# 3-d photographs



## bumpin88 (Feb 28, 2011)

Hello everyone,
 I'm not sure if this is the right section for this but here it goes. would anyone be able to tell me about the process to develop 3-d prints from a Nishika n8000 camera? do you have to have special film, or can you use standard 35mm film?


----------



## KVRNut (Mar 2, 2011)

You use standard print film with this camera although you may be able to use transparency film if you wish to mount the print(s) in a light box.

Getting a lenticular print is a little more complicated. Your camera takes 4 half frame exposures per shot and these exposures are enlarged on to a transparent plastic media then stacked to get the 3-D effect.

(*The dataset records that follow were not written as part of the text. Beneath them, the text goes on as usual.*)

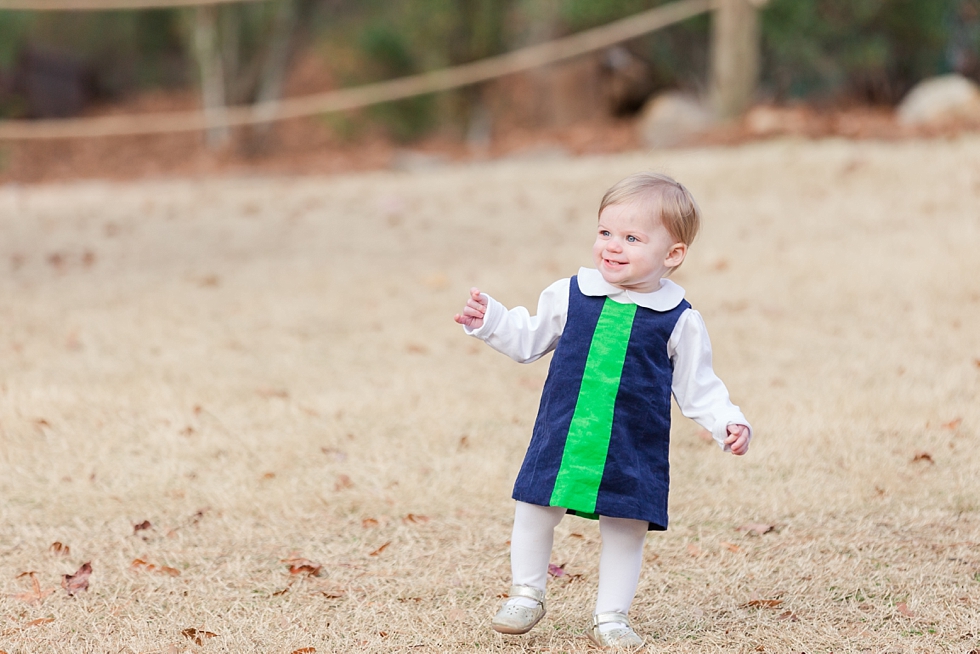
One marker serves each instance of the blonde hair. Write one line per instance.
(679, 213)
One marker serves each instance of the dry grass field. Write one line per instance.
(205, 383)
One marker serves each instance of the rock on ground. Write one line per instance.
(670, 118)
(940, 99)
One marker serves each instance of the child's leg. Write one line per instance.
(619, 565)
(530, 546)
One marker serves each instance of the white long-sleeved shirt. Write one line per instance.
(699, 393)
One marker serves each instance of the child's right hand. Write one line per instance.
(474, 311)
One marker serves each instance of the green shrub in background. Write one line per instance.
(388, 56)
(858, 50)
(864, 50)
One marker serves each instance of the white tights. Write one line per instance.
(619, 563)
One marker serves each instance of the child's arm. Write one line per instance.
(515, 332)
(700, 394)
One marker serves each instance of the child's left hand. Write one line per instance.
(738, 439)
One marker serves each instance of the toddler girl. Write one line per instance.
(625, 339)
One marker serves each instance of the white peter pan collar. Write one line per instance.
(668, 296)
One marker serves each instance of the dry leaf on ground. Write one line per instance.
(380, 549)
(78, 581)
(140, 564)
(756, 528)
(197, 635)
(59, 548)
(300, 566)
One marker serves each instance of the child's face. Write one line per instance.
(633, 250)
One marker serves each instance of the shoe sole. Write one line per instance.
(514, 631)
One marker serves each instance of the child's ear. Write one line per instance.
(675, 255)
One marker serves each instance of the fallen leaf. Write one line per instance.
(36, 594)
(60, 549)
(339, 455)
(78, 581)
(38, 621)
(197, 635)
(300, 566)
(140, 564)
(922, 456)
(756, 528)
(380, 549)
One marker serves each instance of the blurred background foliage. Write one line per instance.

Here's a place where you can get your film processed. Snap 3D - 3D Lenticular Prints and Cameras 
It isn't cheap but the results can be a real wow to look at.


----------



## bumpin88 (Mar 3, 2011)

would you know of any place that carries those transparencies(prob. very $$$ ehh) to develop on. I was going to play around with doing some myself.


----------



## KVRNut (Mar 6, 2011)

You might try contacting those folks for that transparency material or do a web search for it.


----------



## bumpin88 (Mar 7, 2011)

Thanks, I found some at calumetphoto.com 

 about 30 bucks for 10 sheets of 4x5. either way, DIY, or sending away is going to be costly.


----------